Additionally, I also noticed that in the Sports callback function, they uses a circular counter method so counter = 0 correspond to buffer 1,4; counter=1 correspond to buffer 2,5 and so on. The code for the callback from the example is shown below:

static void SPORTCallback(void *pAppHandle, uint32_t nEvent, void *pArg)
{
int i; // Sport_buffer_count (input)
int j; // Sport buffer_count (output)

/* CASEOF (event type) */
switch (nEvent)
{
/* CASE (buffer processed) */
case ADI_SPORT_EVENT_RX_BUFFER_PROCESSED:
TestCallbackCount += 1;
CallbackCount +=1; // if callback = 1, deal with buffer 1 and buffer 4; if 0, deal with buffer 2 and buffer 5.
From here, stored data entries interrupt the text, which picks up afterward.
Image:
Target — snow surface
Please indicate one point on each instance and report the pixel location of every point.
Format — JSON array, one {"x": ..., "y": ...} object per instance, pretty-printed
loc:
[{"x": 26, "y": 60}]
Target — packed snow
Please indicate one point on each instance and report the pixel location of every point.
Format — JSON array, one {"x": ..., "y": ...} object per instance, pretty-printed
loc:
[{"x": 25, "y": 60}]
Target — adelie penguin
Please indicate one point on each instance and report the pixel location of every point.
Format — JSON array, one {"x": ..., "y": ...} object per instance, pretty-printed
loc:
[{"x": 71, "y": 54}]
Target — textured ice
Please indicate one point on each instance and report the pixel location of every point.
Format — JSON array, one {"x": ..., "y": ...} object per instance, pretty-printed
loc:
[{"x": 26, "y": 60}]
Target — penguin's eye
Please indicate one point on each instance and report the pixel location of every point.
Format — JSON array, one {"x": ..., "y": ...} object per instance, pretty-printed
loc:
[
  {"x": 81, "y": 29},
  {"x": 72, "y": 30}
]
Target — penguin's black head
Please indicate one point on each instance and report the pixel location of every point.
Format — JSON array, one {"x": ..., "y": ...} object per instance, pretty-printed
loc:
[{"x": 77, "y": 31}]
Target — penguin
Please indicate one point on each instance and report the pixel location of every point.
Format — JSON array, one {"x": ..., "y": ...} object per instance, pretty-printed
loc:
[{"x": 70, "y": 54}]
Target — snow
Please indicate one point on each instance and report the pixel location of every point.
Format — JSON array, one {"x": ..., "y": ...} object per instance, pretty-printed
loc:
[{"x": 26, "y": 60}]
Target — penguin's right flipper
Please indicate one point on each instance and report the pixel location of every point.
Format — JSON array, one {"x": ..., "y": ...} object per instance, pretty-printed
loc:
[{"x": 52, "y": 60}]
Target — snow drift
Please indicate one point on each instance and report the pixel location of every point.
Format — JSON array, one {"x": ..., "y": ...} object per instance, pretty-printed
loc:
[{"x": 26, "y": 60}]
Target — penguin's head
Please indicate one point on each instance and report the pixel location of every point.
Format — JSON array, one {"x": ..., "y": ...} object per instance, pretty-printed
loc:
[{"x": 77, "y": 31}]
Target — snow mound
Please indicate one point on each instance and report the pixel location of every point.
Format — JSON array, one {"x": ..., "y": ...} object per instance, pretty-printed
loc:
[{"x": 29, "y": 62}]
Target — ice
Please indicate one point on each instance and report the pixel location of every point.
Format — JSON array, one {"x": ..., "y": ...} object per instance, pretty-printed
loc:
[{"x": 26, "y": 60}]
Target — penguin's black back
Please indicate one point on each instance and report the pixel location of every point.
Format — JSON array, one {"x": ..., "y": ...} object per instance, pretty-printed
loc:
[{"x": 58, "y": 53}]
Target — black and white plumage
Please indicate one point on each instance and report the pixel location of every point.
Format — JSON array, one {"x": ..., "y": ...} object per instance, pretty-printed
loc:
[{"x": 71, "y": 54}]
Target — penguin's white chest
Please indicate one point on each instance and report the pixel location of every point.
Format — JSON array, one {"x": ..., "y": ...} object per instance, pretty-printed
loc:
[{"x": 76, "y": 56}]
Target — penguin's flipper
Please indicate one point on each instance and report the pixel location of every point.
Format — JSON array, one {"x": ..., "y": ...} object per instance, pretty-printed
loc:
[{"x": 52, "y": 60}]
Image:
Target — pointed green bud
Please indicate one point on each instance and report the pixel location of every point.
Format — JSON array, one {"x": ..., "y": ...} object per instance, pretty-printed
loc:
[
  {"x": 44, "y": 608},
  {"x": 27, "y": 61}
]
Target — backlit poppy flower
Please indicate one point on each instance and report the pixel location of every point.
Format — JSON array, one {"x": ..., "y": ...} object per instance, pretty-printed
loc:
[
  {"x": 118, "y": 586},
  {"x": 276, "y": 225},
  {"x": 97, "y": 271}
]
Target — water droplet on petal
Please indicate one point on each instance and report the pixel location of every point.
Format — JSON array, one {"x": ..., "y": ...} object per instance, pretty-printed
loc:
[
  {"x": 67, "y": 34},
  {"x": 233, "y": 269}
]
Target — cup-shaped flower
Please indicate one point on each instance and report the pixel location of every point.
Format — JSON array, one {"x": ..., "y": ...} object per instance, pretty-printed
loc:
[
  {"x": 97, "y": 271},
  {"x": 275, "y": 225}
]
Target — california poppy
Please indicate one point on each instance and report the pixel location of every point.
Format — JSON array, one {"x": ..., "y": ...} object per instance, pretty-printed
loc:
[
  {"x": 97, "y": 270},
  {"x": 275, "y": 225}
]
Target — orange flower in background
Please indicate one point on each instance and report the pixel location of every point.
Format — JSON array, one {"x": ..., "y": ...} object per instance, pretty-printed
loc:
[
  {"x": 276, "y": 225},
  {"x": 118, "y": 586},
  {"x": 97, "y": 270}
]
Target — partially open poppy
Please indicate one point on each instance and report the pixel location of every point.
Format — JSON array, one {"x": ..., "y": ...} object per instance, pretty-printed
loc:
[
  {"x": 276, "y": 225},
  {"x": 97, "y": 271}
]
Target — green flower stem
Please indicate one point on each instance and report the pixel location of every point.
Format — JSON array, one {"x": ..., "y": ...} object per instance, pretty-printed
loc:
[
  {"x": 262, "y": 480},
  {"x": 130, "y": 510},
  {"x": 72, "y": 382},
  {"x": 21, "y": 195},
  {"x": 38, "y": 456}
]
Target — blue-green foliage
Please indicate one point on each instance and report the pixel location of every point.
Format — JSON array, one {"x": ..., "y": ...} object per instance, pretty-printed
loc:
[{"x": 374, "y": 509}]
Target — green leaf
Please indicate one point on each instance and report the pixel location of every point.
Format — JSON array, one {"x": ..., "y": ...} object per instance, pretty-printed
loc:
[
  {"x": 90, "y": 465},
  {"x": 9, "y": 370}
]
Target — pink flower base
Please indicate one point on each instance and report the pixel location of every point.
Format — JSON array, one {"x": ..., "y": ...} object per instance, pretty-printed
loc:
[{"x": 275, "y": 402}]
if(CallbackCount==1) // Deal with t=n to n+SPORTS_BUFFER_SIZE-1
{
for(i=0,j=0;i<SPORT_BUFFER_SIZE_TOTAL_ADC;i+=4,j+=8)
{
// J19(DAC5/6), L_n // ADC1/2 Left_n
int_SP0ABuffer1[j] =int_SP0ABuffer4[i];/*Copy ADC buffer to DAC buffer */

// J19(DAC5/6), R_n // ADC1/2 Right n
int_SP0ABuffer1[j+1]=int_SP0ABuffer4[i+1];/*Copy ADC buffer to DAC buffer */

// J20(DAC7/8), L_n // ADC3/4 Left_n
int_SP0ABuffer1[j+2]=int_SP0ABuffer4[i+2];/*Copy ADC buffer to DAC buffer */

// J20(DAC7/8), R_n // ADC3/4 Right_n
int_SP0ABuffer1[j+3]=int_SP0ABuffer4[i+3];/*Copy ADC buffer to DAC buffer */

// J17(DAC1/2), L_n // ADC1/2 Left_n
int_SP0ABuffer1[j+4]=int_SP0ABuffer4[i];/*Copy ADC buffer to DAC buffer */

// J17(DAC1/2), R_n // ADC1/2 Right_n
int_SP0ABuffer1[j+5]=int_SP0ABuffer4[i+1];/*Copy ADC buffer to DAC buffer */

// J18(DAC3/4), L_n // ADC3/4 Left_n
int_SP0ABuffer1[j+6]=int_SP0ABuffer4[i+2];/*Copy ADC buffer to DAC buffer */

// J18(DAC3/4), R_n // ADC3/4 Right_n
int_SP0ABuffer1[j+7]=int_SP0ABuffer4[i+3];/*Copy ADC buffer to DAC buffer */
}
}

if(CallbackCount==2) // Deal with t=n+SPORTS_BUFFER_SIZE and n+2*SPORTS_BUFFER_SIZE-1
{
for(i=0,j=0;i<SPORT_BUFFER_SIZE_TOTAL_ADC;i+=4,j+=8)
{
// J19(DAC5/6), L_n // ADC1/2 Left_n
int_SP0ABuffer2[j] =int_SP0ABuffer5[i];/*Copy ADC buffer to DAC buffer */

// J19(DAC5/6), R_n // ADC1/2 Right n
int_SP0ABuffer2[j+1]=int_SP0ABuffer5[i+1];/*Copy ADC buffer to DAC buffer */

// J20(DAC7/8), L_n // ADC3/4 Left_n
int_SP0ABuffer2[j+2]=int_SP0ABuffer5[i+2];/*Copy ADC buffer to DAC buffer */

// J20(DAC7/8), R_n // ADC3/4 Right_n
int_SP0ABuffer2[j+3]=int_SP0ABuffer5[i+3];/*Copy ADC buffer to DAC buffer */


// J17(DAC1/2), L_n // ADC1/2 Left_n
int_SP0ABuffer2[j+4]=int_SP0ABuffer5[i];/*Copy ADC buffer to DAC buffer */

// J17(DAC1/2), R_n // ADC1/2 Right_n
int_SP0ABuffer2[j+5]=int_SP0ABuffer5[i+1];/*Copy ADC buffer to DAC buffer */

// J18(DAC3/4), L_n // ADC3/4 Left_n
int_SP0ABuffer2[j+6]=int_SP0ABuffer5[i+2];/*Copy ADC buffer to DAC buffer */

// J18(DAC3/4), R_n // ADC3/4 Right_n
int_SP0ABuffer2[j+7]=int_SP0ABuffer5[i+3];/*Copy ADC buffer to DAC buffer */
}
CallbackCount=0;
}

break;
default:
break;
}
/* return */
}



However, I am not 100% sure in this method, in particular in the case when you have additional interrupt function that is long enough so some of the callback function is skipped but processing the wrong buffer pointer, leading to some distorted sine wave shown in the picture below.

In here, we code some extra things inside the callback function so one of the DAC port will emit a sine wave. During the generation, we tried pressing the button as gpio interrupt once (and doing some stuff), and after letting go, the generated sine wave (not from loopback - it's generated from within) becomes something like this:


I am not 100% sure what is going on here, but i suspect it has something to do with how the callback function assign which buffer group to read write. Is there any way that allows me to know which buffer pointer has been processed in a descriptor list mode in the callback, rather than relying on the callbackCount variable?